Deere & Company (DE) Valuation

GoodMoat Analysis

Based on data as of March 26, 2026

Deere & Company appears unfavourable from a value investing perspective. The current price of $575.29 is 59% above the GoodMoat Target of $360.74, indicating a negative margin of safety. The P/E of 32.5x is significantly higher than the sector average and its own historical norms.

Read full analysis
Based on the GoodMoat Investment Framework's valuation assessment, Deere & Company's current price does not offer a margin of safety. The GoodMoat Target, representing a fair value estimate, is $360.74. At a price of $575.29, the stock trades at a 59% premium, which falls deep into the 'Unfavourable' band (Margin of Safety <10%).

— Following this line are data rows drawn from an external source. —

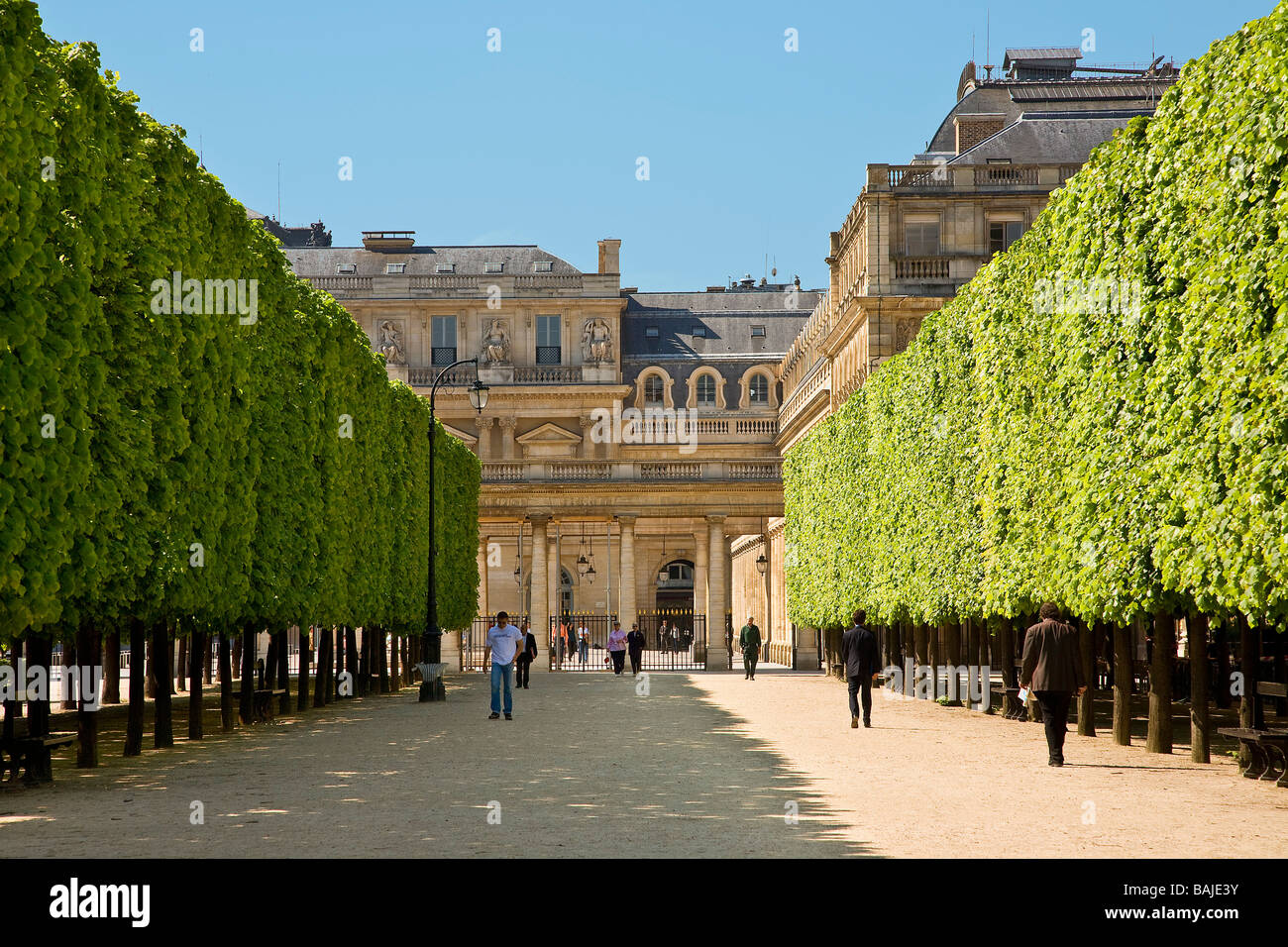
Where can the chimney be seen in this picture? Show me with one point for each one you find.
(609, 257)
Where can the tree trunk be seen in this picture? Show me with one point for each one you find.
(246, 707)
(283, 672)
(1122, 684)
(89, 648)
(1249, 664)
(1087, 701)
(181, 667)
(339, 643)
(305, 657)
(351, 657)
(68, 669)
(196, 693)
(1159, 736)
(112, 668)
(1197, 630)
(162, 723)
(953, 659)
(138, 686)
(1222, 685)
(1276, 643)
(381, 660)
(226, 684)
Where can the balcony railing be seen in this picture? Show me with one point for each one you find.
(921, 268)
(919, 176)
(627, 471)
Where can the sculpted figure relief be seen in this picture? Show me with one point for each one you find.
(596, 343)
(389, 343)
(496, 344)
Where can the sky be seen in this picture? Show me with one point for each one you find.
(751, 150)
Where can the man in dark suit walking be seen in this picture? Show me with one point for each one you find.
(1051, 668)
(862, 664)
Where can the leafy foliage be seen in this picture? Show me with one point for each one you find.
(206, 464)
(1121, 450)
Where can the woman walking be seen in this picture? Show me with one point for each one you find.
(635, 646)
(617, 647)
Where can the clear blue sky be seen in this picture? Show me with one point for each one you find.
(751, 150)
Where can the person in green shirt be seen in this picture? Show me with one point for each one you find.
(750, 642)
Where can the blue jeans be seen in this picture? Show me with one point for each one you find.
(502, 673)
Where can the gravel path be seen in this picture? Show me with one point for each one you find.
(703, 766)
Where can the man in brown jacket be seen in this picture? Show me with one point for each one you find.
(1051, 668)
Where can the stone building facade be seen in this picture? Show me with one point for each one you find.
(636, 429)
(919, 231)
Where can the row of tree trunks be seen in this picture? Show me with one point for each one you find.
(138, 682)
(89, 647)
(1087, 661)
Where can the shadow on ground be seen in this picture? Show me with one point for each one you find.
(589, 767)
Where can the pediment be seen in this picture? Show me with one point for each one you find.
(549, 436)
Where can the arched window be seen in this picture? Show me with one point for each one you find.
(706, 390)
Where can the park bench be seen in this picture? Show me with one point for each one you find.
(31, 754)
(1267, 753)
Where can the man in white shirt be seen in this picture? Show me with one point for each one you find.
(503, 639)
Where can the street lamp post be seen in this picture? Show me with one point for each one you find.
(478, 399)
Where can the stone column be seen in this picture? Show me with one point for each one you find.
(484, 433)
(699, 574)
(506, 423)
(717, 585)
(626, 571)
(483, 608)
(540, 616)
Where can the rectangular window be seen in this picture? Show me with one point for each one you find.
(443, 341)
(1003, 234)
(921, 237)
(549, 341)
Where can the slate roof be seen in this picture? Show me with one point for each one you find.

This is a critical valuation signal. The forward P/E ratio of 32.5x is elevated, especially for a company with 13% revenue growth. While Deere is a high-quality industrial with strong profitability (20.6% operating margin, 18.6% ROE), its valuation multiples are stretched. The P/E of 32.5x is well above typical sector averages for industrials and likely at the high end of its own historical range, suggesting the market is pricing in near-perfect execution. The Free Cash Flow Yield of 3.3% (implying a P/FCF of ~30x) further supports the view that the stock is fully valued. For a value investor seeking a margin of safety, the current price does not compensate for the risks, despite the company's underlying operational strength. The combination of a negative DCF-based margin of safety and high relative multiples creates an unfavourable risk/reward profile. Analysis based on data as of 2024-05-15.

DE Fair Value Estimate

$360.7437.3% overvalued

Blended fair value estimate based on DCF, Graham Number, and earnings-based models.

DE Valuation Metrics

FCF$5.15B
FCF Growth Rate21.36%
EPS Growth (CAGR)21.36%
WACC10.00%

DE Valuation & Fair Value Analysis

Deere & Company (DE) valuation analysis using multiple fair value methodologies. GoodMoat calculates a blended fair value target using discounted cash flow (DCF) analysis, the Graham Number, and earnings-based valuation models.

The GoodMoat Fair Value target for Deere & Company is $360.74. The current stock price is $575.71, suggesting the stock is 59.6% overvalued.

The price-to-earnings (P/E) ratio is 32.34. Price-to-book ratio is 6.00. Price-to-sales ratio is 3.33. Enterprise value to EBITDA is 18.27. PEG ratio is -1.34.

GoodMoat's valuation models include the Graham Number (based on EPS and book value), an earnings-based model (discounted future EPS), and a PEG-adjusted valuation. The three models are averaged to produce a blended fair value estimate. Use these tools alongside the DCF calculator and reverse DCF to form a comprehensive view of Deere & Company's intrinsic value.